Chi non vorrebbe togliersi di dosso la tristezza in un minuto?

Inutile negarlo: l’essere tristi fa parte della natura umana, per chiunque. In piccole dosi, ed alternato con altre emozioni umane è ciò che ci contraddistingue dagli altri esseri viventi.

Percepiamo la tristezza come negativa soltanto quando essa perdura nel tempo e diventa parte del nostro quotidiano. Si abbassa la dopamina e di conseguenza l’energia. Non siamo più in grado di affrontare la vita come un tempo. Tutto ci risulta spento e privo di significato. Facendoci crollare in un turbinio di emozioni negative. Situazione che dev’essere risolta il prima possibile. Ecco perchè sei qui. Perchè hai capito che è giunto il momento di far passare la tristezza e affrontare questo “loop” negativo.

Tristezza e depressione

Nascosta dietro l’angolo vi è la depressione. Di colpo è impossibile far passare la tristezza, perché ci si abitua velocemente a giornate apatiche in cui si dorme troppo, o troppo poco. Si sogna per ore ad occhi aperti, in modo iper-malinconico. Si mangia male. Continue ed eccessive crisi di pianto costellano la nostra quotidianità. Sprechiamo tempo di fronte alla tv o ai social. Ma, soprattutto, ci andiamo ad isolare da ciò che è la normale vita sociale, affettiva e sessuale.

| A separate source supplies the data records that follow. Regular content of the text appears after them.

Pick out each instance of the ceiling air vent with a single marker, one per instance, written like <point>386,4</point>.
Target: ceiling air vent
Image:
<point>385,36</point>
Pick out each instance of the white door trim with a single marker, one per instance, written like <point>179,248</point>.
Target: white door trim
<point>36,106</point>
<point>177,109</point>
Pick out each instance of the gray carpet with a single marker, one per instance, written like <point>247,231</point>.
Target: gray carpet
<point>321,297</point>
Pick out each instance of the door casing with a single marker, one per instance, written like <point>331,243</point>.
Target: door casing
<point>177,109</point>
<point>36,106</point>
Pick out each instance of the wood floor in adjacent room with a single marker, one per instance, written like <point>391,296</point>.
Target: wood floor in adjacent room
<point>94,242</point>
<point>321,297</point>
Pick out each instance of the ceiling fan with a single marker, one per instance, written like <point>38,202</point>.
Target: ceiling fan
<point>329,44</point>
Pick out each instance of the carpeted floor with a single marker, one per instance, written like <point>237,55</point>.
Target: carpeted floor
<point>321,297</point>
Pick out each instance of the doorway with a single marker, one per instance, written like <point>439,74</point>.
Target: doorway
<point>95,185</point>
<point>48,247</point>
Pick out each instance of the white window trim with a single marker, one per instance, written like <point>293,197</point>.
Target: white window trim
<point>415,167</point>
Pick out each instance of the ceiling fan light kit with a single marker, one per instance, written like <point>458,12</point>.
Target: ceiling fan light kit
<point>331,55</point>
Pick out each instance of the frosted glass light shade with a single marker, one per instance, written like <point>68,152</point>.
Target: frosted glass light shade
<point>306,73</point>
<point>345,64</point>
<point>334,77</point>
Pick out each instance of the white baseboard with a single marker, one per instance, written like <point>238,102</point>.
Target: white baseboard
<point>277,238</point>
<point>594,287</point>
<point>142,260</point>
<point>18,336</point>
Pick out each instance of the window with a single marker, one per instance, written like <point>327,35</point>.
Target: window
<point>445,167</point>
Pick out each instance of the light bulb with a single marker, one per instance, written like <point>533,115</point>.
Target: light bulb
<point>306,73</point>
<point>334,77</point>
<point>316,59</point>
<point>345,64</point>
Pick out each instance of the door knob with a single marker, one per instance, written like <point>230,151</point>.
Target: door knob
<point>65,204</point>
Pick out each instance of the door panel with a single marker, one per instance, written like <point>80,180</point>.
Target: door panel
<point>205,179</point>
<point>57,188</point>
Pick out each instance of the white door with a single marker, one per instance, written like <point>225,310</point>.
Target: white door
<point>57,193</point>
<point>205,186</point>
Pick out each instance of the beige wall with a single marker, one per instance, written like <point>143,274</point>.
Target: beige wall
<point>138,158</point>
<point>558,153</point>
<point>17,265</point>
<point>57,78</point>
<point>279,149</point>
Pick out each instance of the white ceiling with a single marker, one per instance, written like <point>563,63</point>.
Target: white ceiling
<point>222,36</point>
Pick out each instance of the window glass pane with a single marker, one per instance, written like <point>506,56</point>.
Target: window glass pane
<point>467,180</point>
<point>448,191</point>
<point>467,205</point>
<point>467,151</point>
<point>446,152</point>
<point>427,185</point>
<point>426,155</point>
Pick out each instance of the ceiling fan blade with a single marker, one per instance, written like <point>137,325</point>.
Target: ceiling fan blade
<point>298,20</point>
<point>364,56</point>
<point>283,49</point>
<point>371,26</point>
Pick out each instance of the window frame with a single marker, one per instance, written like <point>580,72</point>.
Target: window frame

La tristezza in sé è un’emozione lontana dall’essere patologia ma allo stesso molto vicina a diventarci. Soprattutto perchè si corre il rischio di sfociare in depressione. Ma è importantissimo capire che queste sono due situazioni differenti e distaccate, che non vanno assolutamente confuse.

È del tutto normale sentirsi malinconici per la fine della stagione estiva. Un altro conto è, invece, non accettare per mesi o anni qualsiasi perdita. Da qui, possiamo dunque asserire, che una prima differenza sostanziale tra tristezza e depressione sta proprio nella durata di questa situazione emotiva.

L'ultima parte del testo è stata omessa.